Bestias de la Edad Oscura: Pandemónium

Connor VII

Bajo la calidez del mediodía, resguardaba su piel de los rayos del sol con una capucha y una túnica de tela negra que le llegaba hasta las rodillas. Era una costumbre que lo había protegido desde que se hiciera con el cargo de jinete de exploración.

Se había habituado también a guardar silencio durante horas, ya que se inclinaba por misiones que le permitían estar solo y lejos de la Capital, sin compañeros con los cuales conversar durante largas cabalgatas. Por consiguiente, se sentía extrañado y fatigado de viajar con alguien que no fuese la proyección de su sombra y obligarse a hablarle a cada rato.

Se habían despertado a primera luz del alba un día más, desayunando ligero y espantando el sueño en las sillas de sus monturas al retomar la marcha. Forzaban el trote durante un buen tramo, después bajaban el ritmo hasta casi avanzar al paso de un hombre, y recuperaban la premura al poco rato. Así, una y otra vez, para que los caballos no sufriesen demasiado los rigores de su travesía.

El Camino de los Peregrinos surcaba el reino de norte a sur y era quizás la ruta más corta a su destino. Pero no estaba en Connor lanzar los dados a la suerte. Se decantaba por los senderos más seguro. Siempre el más alejado de cualquier poblado. Nunca en la vida había sobresalido por confiar en los extraños y mucho menos comenzaría aquel día, dadas las circunstancias.
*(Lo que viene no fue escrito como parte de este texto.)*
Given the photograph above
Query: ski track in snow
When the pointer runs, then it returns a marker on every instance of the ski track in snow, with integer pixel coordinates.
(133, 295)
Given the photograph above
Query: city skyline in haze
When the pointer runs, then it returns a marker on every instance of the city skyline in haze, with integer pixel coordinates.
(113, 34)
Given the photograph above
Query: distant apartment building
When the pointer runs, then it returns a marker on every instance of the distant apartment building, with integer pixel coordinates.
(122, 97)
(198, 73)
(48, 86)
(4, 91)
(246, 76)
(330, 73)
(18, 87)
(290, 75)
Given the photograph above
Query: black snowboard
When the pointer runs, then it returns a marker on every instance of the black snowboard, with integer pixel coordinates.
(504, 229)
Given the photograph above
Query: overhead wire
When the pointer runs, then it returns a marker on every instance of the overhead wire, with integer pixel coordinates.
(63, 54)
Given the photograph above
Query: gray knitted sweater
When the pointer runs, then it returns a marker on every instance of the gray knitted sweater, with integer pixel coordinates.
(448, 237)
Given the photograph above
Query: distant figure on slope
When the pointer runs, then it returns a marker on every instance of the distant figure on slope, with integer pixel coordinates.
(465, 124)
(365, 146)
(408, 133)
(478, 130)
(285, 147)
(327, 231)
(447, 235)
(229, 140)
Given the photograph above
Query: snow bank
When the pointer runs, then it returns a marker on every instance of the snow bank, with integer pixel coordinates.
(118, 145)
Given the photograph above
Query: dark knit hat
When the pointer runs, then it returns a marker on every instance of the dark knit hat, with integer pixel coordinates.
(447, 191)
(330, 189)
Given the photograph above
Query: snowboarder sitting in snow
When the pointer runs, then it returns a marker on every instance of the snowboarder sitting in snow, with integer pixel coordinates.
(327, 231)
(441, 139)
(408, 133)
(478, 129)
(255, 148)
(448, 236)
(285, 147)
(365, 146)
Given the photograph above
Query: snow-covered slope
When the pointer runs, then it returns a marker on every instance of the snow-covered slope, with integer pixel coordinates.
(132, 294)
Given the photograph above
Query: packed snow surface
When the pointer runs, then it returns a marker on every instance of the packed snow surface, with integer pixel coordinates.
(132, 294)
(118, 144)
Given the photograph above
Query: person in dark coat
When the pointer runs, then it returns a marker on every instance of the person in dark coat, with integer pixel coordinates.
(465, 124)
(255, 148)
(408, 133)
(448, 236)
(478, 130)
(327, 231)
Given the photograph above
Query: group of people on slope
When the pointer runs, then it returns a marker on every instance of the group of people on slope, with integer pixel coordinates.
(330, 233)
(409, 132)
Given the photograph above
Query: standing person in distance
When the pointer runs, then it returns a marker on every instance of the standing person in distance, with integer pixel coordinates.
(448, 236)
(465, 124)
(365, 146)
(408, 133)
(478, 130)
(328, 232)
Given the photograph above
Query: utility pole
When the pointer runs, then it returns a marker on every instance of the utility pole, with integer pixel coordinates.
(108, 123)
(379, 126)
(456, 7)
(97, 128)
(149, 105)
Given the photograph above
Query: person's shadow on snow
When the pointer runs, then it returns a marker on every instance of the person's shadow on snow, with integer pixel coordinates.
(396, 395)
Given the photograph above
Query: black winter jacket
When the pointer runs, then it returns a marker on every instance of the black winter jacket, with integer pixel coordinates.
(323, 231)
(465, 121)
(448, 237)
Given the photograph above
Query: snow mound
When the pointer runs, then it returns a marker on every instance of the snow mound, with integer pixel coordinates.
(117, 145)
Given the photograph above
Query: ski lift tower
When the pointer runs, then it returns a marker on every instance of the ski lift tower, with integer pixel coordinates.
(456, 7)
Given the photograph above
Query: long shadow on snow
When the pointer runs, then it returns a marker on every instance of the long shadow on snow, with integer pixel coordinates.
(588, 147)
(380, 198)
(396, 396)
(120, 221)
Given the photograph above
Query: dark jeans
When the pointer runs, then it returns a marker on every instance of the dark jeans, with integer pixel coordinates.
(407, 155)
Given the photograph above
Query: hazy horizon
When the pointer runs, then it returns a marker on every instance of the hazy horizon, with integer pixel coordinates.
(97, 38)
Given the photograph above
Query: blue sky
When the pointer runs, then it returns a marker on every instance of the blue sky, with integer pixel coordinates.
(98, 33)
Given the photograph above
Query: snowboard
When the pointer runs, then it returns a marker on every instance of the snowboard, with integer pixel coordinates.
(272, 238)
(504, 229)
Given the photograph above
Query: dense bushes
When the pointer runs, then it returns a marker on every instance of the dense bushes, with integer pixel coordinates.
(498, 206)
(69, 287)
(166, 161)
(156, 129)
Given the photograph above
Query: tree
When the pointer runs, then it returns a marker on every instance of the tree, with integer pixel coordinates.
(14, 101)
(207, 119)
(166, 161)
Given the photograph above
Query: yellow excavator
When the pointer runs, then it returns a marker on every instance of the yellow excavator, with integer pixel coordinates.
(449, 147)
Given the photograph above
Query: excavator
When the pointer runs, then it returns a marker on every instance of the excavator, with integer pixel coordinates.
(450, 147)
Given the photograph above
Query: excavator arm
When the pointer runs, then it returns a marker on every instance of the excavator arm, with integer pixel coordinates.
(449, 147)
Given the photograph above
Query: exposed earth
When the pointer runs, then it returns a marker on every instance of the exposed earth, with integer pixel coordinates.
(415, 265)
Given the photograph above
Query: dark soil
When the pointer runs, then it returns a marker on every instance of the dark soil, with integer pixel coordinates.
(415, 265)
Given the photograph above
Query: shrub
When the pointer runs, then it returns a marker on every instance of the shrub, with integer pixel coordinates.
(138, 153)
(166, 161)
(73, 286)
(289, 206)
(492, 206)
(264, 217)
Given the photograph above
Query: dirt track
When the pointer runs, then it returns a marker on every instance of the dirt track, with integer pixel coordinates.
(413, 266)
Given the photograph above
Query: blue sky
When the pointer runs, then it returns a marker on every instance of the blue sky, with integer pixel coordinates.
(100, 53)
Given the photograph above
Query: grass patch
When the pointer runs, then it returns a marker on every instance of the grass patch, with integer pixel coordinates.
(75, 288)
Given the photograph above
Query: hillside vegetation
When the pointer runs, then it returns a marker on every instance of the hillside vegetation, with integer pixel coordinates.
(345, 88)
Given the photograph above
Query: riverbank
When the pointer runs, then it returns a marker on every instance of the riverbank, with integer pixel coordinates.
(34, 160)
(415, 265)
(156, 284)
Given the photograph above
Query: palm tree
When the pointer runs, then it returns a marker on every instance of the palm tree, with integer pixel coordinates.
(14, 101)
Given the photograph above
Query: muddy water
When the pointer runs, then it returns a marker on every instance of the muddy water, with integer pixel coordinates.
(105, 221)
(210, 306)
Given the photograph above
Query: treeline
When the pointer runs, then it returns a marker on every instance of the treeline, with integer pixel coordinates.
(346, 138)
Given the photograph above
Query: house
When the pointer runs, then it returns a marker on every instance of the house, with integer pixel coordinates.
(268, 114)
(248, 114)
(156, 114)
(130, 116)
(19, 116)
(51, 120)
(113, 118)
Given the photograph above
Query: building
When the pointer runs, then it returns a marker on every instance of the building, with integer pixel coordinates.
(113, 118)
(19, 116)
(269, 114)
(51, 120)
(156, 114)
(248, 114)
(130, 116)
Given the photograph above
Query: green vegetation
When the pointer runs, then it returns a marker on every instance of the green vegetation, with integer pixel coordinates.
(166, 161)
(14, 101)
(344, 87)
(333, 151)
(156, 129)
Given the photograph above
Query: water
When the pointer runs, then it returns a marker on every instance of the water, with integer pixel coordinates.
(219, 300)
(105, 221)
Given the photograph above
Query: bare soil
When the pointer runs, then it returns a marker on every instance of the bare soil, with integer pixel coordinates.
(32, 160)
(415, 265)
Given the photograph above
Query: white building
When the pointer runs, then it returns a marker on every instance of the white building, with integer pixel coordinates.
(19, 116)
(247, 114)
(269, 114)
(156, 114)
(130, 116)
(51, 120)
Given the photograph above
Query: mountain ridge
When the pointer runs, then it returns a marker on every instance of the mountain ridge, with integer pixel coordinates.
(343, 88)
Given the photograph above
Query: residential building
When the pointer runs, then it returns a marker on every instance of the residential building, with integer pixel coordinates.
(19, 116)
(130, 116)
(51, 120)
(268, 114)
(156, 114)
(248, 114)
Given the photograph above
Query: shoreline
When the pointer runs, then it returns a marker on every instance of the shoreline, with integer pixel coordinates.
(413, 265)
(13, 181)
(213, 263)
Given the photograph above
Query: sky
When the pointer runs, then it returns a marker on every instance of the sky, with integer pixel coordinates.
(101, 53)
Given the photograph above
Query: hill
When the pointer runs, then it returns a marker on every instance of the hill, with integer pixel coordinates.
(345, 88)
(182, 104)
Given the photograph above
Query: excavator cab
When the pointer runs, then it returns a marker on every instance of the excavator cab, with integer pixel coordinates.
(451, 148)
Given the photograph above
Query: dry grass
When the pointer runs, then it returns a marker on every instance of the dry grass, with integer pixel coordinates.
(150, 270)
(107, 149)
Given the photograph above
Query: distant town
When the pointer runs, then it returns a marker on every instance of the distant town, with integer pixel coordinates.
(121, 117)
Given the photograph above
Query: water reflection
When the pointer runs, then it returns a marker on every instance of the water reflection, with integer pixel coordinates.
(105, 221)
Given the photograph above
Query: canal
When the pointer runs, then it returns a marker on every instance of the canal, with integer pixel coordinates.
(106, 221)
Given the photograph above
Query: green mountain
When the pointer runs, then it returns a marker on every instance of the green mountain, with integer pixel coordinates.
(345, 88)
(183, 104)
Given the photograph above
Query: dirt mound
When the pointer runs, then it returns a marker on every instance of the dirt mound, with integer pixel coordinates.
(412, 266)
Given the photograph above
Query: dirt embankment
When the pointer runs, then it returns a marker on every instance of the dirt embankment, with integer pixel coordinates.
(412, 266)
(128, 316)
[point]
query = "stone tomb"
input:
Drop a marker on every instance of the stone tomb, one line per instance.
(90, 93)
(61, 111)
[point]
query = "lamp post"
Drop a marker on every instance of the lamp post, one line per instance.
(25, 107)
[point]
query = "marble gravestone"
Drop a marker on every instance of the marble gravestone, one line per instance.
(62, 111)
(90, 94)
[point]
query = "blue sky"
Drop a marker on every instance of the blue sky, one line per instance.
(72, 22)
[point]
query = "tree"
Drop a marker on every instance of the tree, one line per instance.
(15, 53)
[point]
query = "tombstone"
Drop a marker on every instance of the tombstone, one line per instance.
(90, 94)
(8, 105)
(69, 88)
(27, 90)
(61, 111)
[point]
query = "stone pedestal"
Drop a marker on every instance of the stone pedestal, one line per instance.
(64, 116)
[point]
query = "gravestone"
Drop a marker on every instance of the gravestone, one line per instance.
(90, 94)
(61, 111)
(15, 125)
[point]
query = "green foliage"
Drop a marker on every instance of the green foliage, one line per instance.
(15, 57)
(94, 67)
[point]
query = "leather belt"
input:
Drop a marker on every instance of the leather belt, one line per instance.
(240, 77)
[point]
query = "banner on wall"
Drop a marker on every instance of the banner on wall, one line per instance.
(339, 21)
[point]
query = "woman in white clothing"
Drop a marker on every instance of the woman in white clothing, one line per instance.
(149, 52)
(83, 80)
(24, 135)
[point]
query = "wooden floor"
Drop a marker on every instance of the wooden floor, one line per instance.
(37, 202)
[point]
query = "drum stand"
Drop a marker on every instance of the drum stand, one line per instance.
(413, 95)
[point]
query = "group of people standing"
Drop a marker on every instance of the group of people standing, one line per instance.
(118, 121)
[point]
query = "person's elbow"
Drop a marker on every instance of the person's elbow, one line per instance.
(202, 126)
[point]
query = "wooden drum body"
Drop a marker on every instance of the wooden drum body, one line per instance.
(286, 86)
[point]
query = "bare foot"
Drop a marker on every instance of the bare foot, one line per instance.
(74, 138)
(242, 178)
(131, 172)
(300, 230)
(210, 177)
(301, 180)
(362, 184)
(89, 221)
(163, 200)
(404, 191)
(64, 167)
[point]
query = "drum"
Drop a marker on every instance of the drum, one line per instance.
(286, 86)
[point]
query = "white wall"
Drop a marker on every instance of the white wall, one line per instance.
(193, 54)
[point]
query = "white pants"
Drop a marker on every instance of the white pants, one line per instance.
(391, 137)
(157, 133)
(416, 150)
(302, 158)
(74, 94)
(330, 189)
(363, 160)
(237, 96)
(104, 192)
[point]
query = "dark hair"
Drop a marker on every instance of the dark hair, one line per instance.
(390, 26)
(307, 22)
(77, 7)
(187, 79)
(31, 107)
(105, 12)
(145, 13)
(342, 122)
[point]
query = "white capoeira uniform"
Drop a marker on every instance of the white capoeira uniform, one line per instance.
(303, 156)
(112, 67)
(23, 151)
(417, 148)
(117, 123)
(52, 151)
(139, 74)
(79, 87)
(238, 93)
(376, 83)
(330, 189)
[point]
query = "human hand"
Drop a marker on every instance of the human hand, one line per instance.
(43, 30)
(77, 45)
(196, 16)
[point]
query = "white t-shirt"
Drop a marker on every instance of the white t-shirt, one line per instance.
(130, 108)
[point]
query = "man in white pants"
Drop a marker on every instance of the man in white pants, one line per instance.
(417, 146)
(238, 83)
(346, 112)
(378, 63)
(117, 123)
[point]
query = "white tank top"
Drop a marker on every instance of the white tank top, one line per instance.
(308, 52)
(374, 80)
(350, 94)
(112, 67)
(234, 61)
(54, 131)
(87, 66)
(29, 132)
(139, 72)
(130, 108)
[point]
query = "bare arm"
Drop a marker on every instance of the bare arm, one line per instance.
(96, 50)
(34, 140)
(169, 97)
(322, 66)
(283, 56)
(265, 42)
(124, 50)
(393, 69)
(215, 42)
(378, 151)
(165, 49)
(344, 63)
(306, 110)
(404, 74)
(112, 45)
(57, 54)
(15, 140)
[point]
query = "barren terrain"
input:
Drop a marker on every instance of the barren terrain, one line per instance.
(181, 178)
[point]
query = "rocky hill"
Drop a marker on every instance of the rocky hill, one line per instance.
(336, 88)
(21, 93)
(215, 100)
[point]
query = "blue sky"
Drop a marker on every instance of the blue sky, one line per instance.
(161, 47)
Sus expediciones en casi todo bosque de Dranova eran la experiencia perfecta para trazar la ruta sobre el terreno menos insufrible.

Llevaba días durmiendo poco y usando sus habilidades a toda hora y a tal escala que el estrés le estaba ocasionando atrocidades en la mente. Notaba como un ejército de pequeñas manos le presionaban la cabeza. Le costaba ordenar ideas que tiempo atrás nacerían sin mayor esfuerzo. Pero de todos modos cerró sus ojos para concentrarse nuevamente. Llegado a aquel punto, no veía la hora de hacer su movimiento y librar sus hombros de tanta carga.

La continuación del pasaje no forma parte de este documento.